Quelle parole sciolsero il cuore di Zhenya. Il giorno dopo la mietitura e il giardinaggio passarono veloci; Zoya non le sembrava più una strega.

«Ti ho preparato pancake con crema di lamponi e panna acida fatta in casa.»

«Hai una mucca? Una vera?» chiese Zhenya sorpresa.

«Vicino c’è una fattoria. Se vuoi, andiamo a vedere i cavalli.»

«Ne avevano uno, una cavalla…» sorrise Zoya e Zhenya si illuminò di gioia.

Quando Sergey e Katya tornarono, le trovarono insieme a ridere con un gelato in mano.

«Non voglio più andare via,» disse piano Zhenya. «Ho imparato a cavalcare!»

«Resta, i lavori non sono finiti,» decise Sergey, sorpreso.

«Resta, dobbiamo ancora raccogliere le carote,» aggiunse Katya strizzando l’occhio.

Passarono tre settimane felici. Zhenya fece nuove amicizie e imparò a cavalcare. Quando la ristrutturazione terminò e fu chiamata, tornò in città con un sorriso.

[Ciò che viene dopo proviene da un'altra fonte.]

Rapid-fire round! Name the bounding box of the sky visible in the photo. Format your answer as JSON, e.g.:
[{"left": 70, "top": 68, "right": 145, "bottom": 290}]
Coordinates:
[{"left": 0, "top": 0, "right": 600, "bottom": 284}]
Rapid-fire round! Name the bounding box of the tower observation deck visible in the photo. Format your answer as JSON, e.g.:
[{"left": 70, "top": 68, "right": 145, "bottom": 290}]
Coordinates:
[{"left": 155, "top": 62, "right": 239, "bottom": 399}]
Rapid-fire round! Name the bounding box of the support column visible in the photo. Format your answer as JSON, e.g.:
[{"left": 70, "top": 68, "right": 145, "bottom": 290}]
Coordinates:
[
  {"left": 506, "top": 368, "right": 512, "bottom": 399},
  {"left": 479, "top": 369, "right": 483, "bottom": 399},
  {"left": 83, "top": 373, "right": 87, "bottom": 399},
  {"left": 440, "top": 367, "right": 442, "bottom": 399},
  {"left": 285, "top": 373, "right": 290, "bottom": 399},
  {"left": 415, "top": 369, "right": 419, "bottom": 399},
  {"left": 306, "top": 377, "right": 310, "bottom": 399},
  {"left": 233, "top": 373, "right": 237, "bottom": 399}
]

Entrata nella sua nuova stanza, vide un libro di Cenerentola sul comodino, regalo di Katya.

«Grazie!» disse timidamente, abbracciando prima Katya, poi Sergey.

«Le mie ragazze preferite! Andrà tutto bene!»

Zhenya sorrise: a volte le figlie acquisite devono fare fatica… ma anche le matrigne possono sorprendere con la loro gentilezza.